Kamienne, przedwojenne ogrodzenie przy ulicy Prądzyńskiego skrywa niesamowity zabytek, perłę industrialnej Warszawy – starą gazownię, zwaną „wolskim koloseum”. Miasto stara się o zwrot nieruchomości, właściciele mają jednak wobec niej ambitne plany.
Monumentalne budynki XIX-wiecznej gazowni wzbudzają wiele emocji. Aktywiści miejscy zwrócili uwagę opinii publicznej na niszczejące obiekty jeszcze w kwietniu 2016 roku. Niewielu udało się do nich zajrzeć. Inwestor otworzył jednak bramę koloseum dla reporterów Radia dla Ciebie i opowiedział o swoich planach.
Perły Woli
Dwie ceglane rotundy są jednymi z najbardziej charakterystycznych budowli na warszawskiej Woli. Ich historia sięga początków XIX wieku, gdy służyły jako zbiorniki gazowe. Swoją funkcję pełniły do czasu, aż w roku 1970 gazownia zakończyła produkcję gazu z węgla. Nieruchomość przeszła w ręce prywatne w 1991 roku, a pięć lat później została zakupiona przez obecnego właściciela. Jak sam mówi, do zakupu starych zbiorników gazu namówiły go dzieci. – Wypatrzyły te budynki i zachwyciły się nimi – tłumaczy Marcin Biernacki.
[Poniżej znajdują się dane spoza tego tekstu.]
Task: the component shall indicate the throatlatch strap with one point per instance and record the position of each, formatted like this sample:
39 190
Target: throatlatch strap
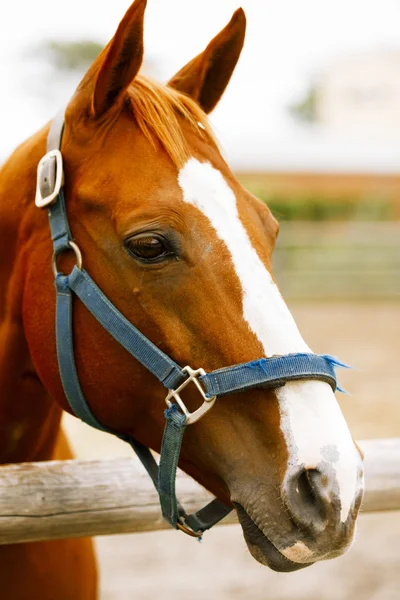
271 372
172 511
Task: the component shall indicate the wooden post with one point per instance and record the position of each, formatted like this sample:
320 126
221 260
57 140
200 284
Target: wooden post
75 498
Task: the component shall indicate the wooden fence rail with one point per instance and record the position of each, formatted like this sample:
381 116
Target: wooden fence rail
60 499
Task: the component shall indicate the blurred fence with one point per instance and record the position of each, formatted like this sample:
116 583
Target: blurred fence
74 498
347 260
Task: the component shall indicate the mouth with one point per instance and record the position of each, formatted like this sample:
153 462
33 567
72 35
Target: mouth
261 547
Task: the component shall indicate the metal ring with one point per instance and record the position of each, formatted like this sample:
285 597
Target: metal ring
188 531
78 256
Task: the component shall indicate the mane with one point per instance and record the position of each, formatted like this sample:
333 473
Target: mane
159 110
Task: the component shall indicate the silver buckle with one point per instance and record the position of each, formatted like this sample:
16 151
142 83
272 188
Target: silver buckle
208 403
50 178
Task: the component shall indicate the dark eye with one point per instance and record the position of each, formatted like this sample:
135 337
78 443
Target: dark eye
148 248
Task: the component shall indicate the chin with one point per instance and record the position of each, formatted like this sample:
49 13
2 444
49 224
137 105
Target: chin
262 549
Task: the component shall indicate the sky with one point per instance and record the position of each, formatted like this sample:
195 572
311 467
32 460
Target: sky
288 44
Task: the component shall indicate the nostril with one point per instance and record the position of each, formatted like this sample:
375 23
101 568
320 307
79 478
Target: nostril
308 498
305 489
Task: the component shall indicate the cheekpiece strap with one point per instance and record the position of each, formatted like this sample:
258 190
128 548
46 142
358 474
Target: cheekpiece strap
265 372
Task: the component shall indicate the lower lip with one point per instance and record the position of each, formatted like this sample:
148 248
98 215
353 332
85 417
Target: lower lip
270 554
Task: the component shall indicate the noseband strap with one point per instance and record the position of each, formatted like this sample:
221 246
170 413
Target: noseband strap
263 373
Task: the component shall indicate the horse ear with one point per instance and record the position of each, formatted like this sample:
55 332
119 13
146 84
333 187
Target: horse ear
206 76
123 58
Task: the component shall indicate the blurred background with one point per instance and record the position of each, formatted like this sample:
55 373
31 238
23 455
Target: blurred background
311 124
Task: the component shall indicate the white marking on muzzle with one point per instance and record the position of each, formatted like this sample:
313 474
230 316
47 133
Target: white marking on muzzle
311 420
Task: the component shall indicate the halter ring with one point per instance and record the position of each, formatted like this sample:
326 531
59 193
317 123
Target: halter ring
188 531
78 255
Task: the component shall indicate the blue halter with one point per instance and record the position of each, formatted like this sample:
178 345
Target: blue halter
265 372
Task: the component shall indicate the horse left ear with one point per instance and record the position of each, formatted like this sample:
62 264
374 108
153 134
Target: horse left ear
123 58
205 77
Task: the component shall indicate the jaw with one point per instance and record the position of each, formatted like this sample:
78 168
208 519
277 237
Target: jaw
261 547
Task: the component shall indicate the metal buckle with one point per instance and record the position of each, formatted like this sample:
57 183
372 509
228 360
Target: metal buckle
50 178
208 403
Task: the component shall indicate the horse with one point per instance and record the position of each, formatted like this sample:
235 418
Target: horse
183 252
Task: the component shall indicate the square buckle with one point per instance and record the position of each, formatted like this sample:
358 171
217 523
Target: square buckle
193 375
50 178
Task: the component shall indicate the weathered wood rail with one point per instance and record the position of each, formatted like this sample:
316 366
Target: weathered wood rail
76 498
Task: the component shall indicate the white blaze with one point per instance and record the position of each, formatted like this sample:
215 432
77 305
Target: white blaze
311 420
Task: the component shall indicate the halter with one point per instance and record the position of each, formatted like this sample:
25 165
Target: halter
265 372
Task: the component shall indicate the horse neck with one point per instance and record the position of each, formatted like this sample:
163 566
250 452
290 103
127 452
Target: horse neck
29 419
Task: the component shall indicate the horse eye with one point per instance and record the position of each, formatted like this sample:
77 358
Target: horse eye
148 248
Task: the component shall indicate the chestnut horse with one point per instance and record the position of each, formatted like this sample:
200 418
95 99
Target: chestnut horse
184 252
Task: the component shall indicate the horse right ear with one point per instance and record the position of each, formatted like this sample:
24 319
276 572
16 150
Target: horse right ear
120 61
206 76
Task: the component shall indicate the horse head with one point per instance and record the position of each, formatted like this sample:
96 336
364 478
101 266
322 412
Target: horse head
184 252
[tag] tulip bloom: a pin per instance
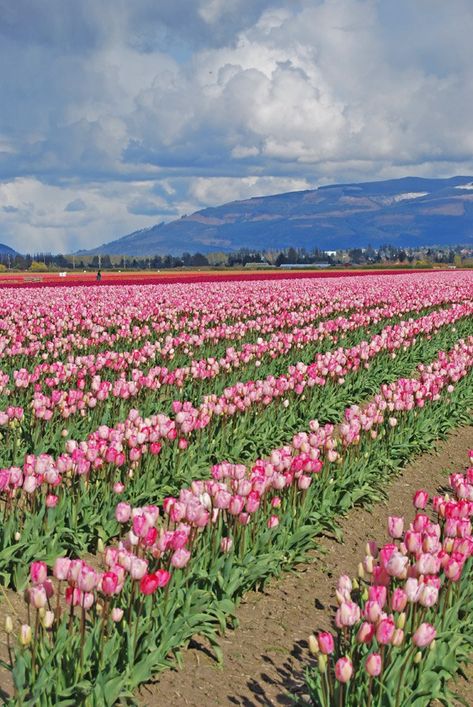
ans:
(343, 669)
(373, 664)
(424, 635)
(325, 642)
(38, 572)
(395, 526)
(149, 584)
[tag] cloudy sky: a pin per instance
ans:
(118, 114)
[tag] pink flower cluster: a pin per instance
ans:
(402, 583)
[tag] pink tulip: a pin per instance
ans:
(226, 544)
(373, 664)
(38, 572)
(395, 526)
(385, 630)
(180, 558)
(61, 568)
(138, 568)
(348, 614)
(420, 499)
(343, 669)
(365, 633)
(398, 599)
(325, 642)
(424, 635)
(109, 582)
(51, 500)
(117, 614)
(377, 594)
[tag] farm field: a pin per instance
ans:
(167, 448)
(157, 277)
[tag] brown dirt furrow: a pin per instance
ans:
(264, 658)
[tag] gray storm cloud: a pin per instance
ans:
(105, 105)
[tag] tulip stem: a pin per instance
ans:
(401, 676)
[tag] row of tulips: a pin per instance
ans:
(109, 401)
(47, 324)
(126, 443)
(73, 507)
(403, 627)
(91, 387)
(299, 323)
(97, 633)
(101, 394)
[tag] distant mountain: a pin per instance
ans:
(404, 212)
(6, 250)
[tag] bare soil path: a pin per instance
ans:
(264, 658)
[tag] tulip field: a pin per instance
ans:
(165, 448)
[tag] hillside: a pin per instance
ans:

Powstanie Metamuzeum Techniki?
Spacerując wokół historycznych rotund, na ścianie jednej z nich, tuż pod dachem możemy dostrzec cegły układające się w napisy 1899 i 1900. To daty rozpoczęcia i zakończenia budowy. – Jak dziś można taki budynek wybudować w rok? To jest coś niesamowitego – podkreśla właściciel. Miasto chce, by zrzekł się praw do nieruchomości, motywując to pogarszającym się stanem budynków i brakiem prac konserwacyjnych. Sam właściciel podkreśla, że konserwacja budynków jest w toku, a urząd miasta nie chce wyrazić zgody na projekty proponowane przez inwestora. – Od wielu lat próbujemy namówić miasto, aby chociaż część tego terenu przeznaczyć na cele użyteczności publicznej – mówi, tłumacząc, że zgodnie z ustaleniami zawartymi w umowie użytkowania wieczystego, teren ma przeznaczenie komercyjne.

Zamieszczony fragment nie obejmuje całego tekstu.